Maybe you called the pizza joint but accidentally called anorexics anonymous and felt really guilty afterwards.

On one occasion I even went to pick up pizza my wife ordered, only I went to the wrong pizza place. What was even worse was they gave me two pizzas and sent me on my way.

It was only when I got home and my wife opened the boxes did she smell something funny, and it wasn't the food.

After grilling me with questions under a very bright 100-watt light bulb for several minutes, she discovered I had gone to the wrong place and picked up someone else's pizza.

Now, as bad as that may seem, it is nothing compared to a man in Campbell River who called police headquarters to score some drugs.

How stupid or doped up do you have to be to call the police for some illegal drugs?

"Hey honey, what's the number for our local drug dealer? Are you sure? Cause I don't want to end up calling the police by mistake again. That was really embarrassing the last time and it took years before they stopped ribbing me about it."

Not only did this guy call the police for drugs, but he called them a second time to confirm the meeting and ask the officer if he was willing to trade some Oxys for $100 worth of drugs.

What a maroon.

The guy was arrested when he showed up for the meeting.
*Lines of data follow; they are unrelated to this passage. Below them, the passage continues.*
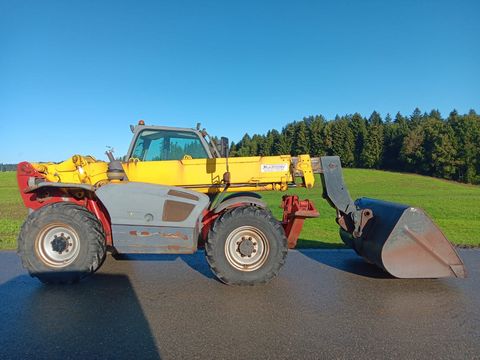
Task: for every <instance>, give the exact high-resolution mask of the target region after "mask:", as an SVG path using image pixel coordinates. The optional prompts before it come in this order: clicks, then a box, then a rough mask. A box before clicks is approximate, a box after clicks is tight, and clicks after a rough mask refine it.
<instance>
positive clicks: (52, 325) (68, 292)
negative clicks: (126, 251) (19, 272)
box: [0, 274, 161, 359]
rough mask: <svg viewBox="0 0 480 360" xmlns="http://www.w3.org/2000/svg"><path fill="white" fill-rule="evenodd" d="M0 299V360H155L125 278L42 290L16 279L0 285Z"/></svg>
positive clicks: (148, 328) (41, 286)
mask: <svg viewBox="0 0 480 360" xmlns="http://www.w3.org/2000/svg"><path fill="white" fill-rule="evenodd" d="M0 296H1V299H2V300H1V303H2V309H1V310H0V313H1V318H2V321H1V326H0V338H1V339H2V340H1V343H2V346H1V347H0V358H3V359H9V358H18V359H29V358H35V359H71V358H78V359H80V358H82V359H133V358H148V359H160V358H161V356H160V354H159V350H158V348H157V346H156V343H155V340H154V337H153V335H152V332H151V329H150V326H149V324H148V321H147V319H146V317H145V315H144V313H143V311H142V306H141V304H140V302H139V300H138V298H137V296H136V294H135V291H134V289H133V287H132V285H131V283H130V281H129V279H128V277H127V276H124V275H107V274H96V275H95V276H93V277H92V278H89V279H88V280H85V281H81V282H80V283H78V284H73V285H43V284H41V283H39V282H38V281H37V280H36V279H32V278H30V277H29V276H27V275H22V276H18V277H16V278H14V279H12V280H10V281H8V282H7V283H4V284H2V285H0Z"/></svg>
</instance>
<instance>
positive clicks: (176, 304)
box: [0, 250, 480, 359]
mask: <svg viewBox="0 0 480 360" xmlns="http://www.w3.org/2000/svg"><path fill="white" fill-rule="evenodd" d="M461 256H462V258H463V259H464V261H465V263H466V266H467V269H468V271H469V278H468V279H443V280H399V279H392V278H389V277H388V276H385V275H384V274H383V273H382V272H381V271H378V270H377V269H376V268H375V267H373V266H372V265H369V264H367V263H365V262H363V260H362V259H361V258H358V257H357V256H356V255H355V254H354V253H353V252H352V251H349V250H302V251H292V252H290V253H289V255H288V258H287V263H286V265H285V267H284V268H283V269H282V272H281V273H280V276H279V277H277V278H276V279H275V280H273V281H272V282H271V283H270V284H268V285H266V286H261V287H247V288H242V287H229V286H226V285H223V284H221V283H219V282H218V281H217V280H215V279H214V278H213V275H212V274H211V273H210V270H209V268H208V265H207V263H206V261H205V259H204V254H203V253H197V254H196V255H191V256H150V257H149V256H138V257H135V258H133V259H130V260H128V261H126V260H120V261H119V260H114V259H113V258H111V257H109V258H108V259H107V260H106V262H105V264H104V265H103V267H102V268H101V270H100V271H99V272H97V274H96V275H95V276H94V277H92V278H91V279H89V280H86V281H82V282H81V283H79V284H76V285H70V286H53V287H52V286H45V285H42V284H40V283H39V282H38V281H37V280H36V279H33V278H30V277H29V276H28V275H27V274H26V273H25V271H24V270H23V269H22V268H21V265H20V262H19V259H18V258H17V256H16V254H15V253H14V252H1V253H0V359H10V358H15V359H28V358H35V359H68V358H71V359H106V358H110V359H122V358H127V359H134V358H136V359H144V358H151V359H158V358H162V359H196V358H198V359H283V358H290V359H330V358H335V359H344V358H345V359H347V358H348V359H353V358H355V359H359V358H360V359H362V358H363V359H372V358H377V359H385V358H392V359H399V358H402V359H444V358H445V359H449V358H452V359H474V358H475V359H480V266H479V264H480V262H479V260H480V251H479V250H463V251H461Z"/></svg>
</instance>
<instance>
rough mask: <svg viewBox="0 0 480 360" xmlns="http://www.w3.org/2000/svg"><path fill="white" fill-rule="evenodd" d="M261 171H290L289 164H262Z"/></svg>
mask: <svg viewBox="0 0 480 360" xmlns="http://www.w3.org/2000/svg"><path fill="white" fill-rule="evenodd" d="M260 171H261V172H286V171H288V164H262V165H260Z"/></svg>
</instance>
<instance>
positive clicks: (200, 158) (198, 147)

Charges of being totally stupid are pending.

Speaking of stupid... Roy Lester, a 61-year-old lifeguard from Long Beach, New York has been told that he has to wear skimpy swimming briefs instead of the cycling shorts he prefers, and as far as I am concerned, the Office of Parks, Recreation and Historic Preservation, whom Lester sued, is totally wrong.

Who in their right mind wants to see a 61-year-old in skimpy swim trunks?

A law should have been introduced a long time ago banning all, especially hairy men, from wearing such trunks in public.

Now, there are some people who don't mind seeing young, fit males in a pair of swim trunks resembling a marble pouch. But who wants to be lying on a beach only to have a 61-year-old wearing such a body-hugging device stand over them? And what function could that possibly have? Any instruction he may be giving you will only go in one ear and out the other.

Maybe the donkeys at the Office of Parks, Recreation and Historic Preservation should all be forced to wear the junk-hugging briefs they wanted Mr. Lester to don and spend a day patrolling the frigid waters of Long Island, and then make an informed decision if Lester's cycling trunks are indeed appropriate apparel.

The shrinkage factor alone may cause them to change their minds.